Sur le fond, après avoir résumé les griefs soulevés par l’auteure de la communication au regard des principes d’égalité et de non-discrimination en matière d’accès à l’éducation (§ 7.2), le Comité récapitule les obligations étatiques découlant de la Convention eu égard à la scolarité des élèves sourds ou malentendants. En particulier, s’agissant de la langue des signes, le Comité cite le § 35 b) de son Observation générale n° 4 précitée (§ 7.3, op. cit.). Indépendamment de la réalisation progressive du droit à l’éducation, le Comité rappelle que « les États parties ont l’obligation fondamentale minimum d’assurer, au moins, la satisfaction de l’essentiel de chaque élément [de ce droit], notamment la non-discrimination dans tous les aspects de l’éducation et les aménagements raisonnables visant à garantir que les personnes handicapées ne soient pas exclues de l’enseignement ». En ce sens, il s’inscrit pleinement dans l’approche établie par le Comité des droits économiques, sociaux et culturels, qui, dès 1991, ajoute que « [p]our qu’un État partie puisse invoquer le manque de ressources lorsqu’il ne s’acquitte même pas de ses obligations fondamentales minimum, il doit démontrer qu’aucun effort n’a été épargné pour utiliser toutes les ressources […] à sa disposition en vue de remplir, à titre prioritaire, ces obligations minimum » (Comité des droits économiques, sociaux et culturels, Observation générale n° 3 – La nature des obligations des États parties (art. 2, par. 1, du Pacte), adoptée le 14 décembre 1990, U.N. doc. E/1991/23, § 10). Autrement dit, pour le Comité, ces aménagements raisonnables doivent être mis en œuvre quasiment en toute circonstance. Toutefois, il précise que ceci n’équivaut pas à « accorder plus ou moins de droits ou d’avantages qu’au reste de la population », mais plutôt à « prendre des mesures concrètes pour réduire les désavantages structurels », y compris grâce à « un traitement préférentiel approprié ». Ainsi, le Comité entreprend d’évaluer in concreto si l’Autriche a pris des mesures concrètes mettant en place des aménagements raisonnables au bénéfice de l’auteure (§ 7.4).

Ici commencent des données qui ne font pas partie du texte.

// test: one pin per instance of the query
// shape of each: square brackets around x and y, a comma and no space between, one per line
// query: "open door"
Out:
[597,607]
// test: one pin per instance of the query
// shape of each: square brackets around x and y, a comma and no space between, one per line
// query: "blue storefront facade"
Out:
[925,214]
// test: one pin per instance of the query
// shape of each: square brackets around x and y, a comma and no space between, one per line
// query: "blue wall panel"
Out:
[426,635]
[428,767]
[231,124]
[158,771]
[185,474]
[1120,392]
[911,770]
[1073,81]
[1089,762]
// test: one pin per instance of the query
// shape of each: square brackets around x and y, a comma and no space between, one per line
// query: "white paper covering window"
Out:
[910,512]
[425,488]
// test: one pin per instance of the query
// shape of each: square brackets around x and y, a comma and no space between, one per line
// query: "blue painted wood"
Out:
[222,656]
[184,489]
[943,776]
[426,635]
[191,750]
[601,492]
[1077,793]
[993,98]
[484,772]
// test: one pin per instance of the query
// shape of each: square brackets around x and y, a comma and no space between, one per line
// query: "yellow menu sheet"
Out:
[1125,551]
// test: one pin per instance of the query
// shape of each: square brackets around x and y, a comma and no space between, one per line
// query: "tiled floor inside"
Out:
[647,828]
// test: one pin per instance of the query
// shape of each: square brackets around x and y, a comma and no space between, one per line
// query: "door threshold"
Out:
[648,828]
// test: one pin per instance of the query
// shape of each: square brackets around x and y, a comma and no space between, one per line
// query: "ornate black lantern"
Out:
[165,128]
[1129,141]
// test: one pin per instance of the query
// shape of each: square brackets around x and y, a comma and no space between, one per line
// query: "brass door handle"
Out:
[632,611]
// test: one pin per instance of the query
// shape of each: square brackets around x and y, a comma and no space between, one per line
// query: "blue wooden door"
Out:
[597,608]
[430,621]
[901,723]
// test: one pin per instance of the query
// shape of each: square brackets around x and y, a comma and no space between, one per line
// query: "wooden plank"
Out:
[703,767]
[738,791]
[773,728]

L’ensemble des mesures dont a bénéficié l’auteure de la communication – notamment l’allocation d’éducation spéciale perçue – lui ayant permis de « progresser dans le système scolaire », le Comité conclut que ces mesures « n’ont pas été inutiles, inappropriées ou inefficaces », et que dès lors, l’État s’est bien acquitté en l’espèce de son « obligation […] pour que l’auteure jouisse d’une égalité de fait et puisse exercer tous [ses] droits […] ». Il constate alors la non-violation de l’article 5, lu conjointement avec les articles 21 alinéas b et e), 24 et 30 § 4 (§ 7.5).

Enfin, pour constater l’absence de violation de l’article 5 lu conjointement avec l’article 7, le Comité s’appuie tant sur les observations de l’État selon lesquelles « les mesures prises en faveur de l’auteure ont été mises en place en coordination avec elle et ses parents et adaptées à ses besoins » que sur l’absence d’informations fournies par l’auteure pour démontrer que les autorités n’auraient pas tenu compte de son intérêt supérieur, de ses besoins ou de son opinion (§ 7.6).

Toutefois, ces constatations, portant sur une situation individuelle passée, ne préjugent en rien de l’appréciation systémique par le Comité de la situation actuelle alarmante des personnes sourdes et malentendantes dans le système éducatif autrichien. En témoignent ses dernières observations finales adoptées à l’occasion de l’examen périodique de l’Autriche en août-septembre 2023, où, « gravement préoccupé », il dénonce la régression des politiques d’éducation inclusive, due en partie à une réforme du système éducatif amorcée en 2017 au profit des milieux éducatifs ségrégués, entraînant, entres autres, une absence de professionnels qualifiés et un manque d’aménagements raisonnables (doc. CRPD/C/AUT/CO/2-3, § 55). Face à la dégradation des conditions éducatives, sans préconiser formellement le bilinguisme, le Comité souligne toutefois la nécessité a minima de « reconnaître la LSA dans l’éducation et de la mettre en œuvre comme moyen de communication et comme matière à enseigner » [notre traduction] (Ibidem, § 56 g)).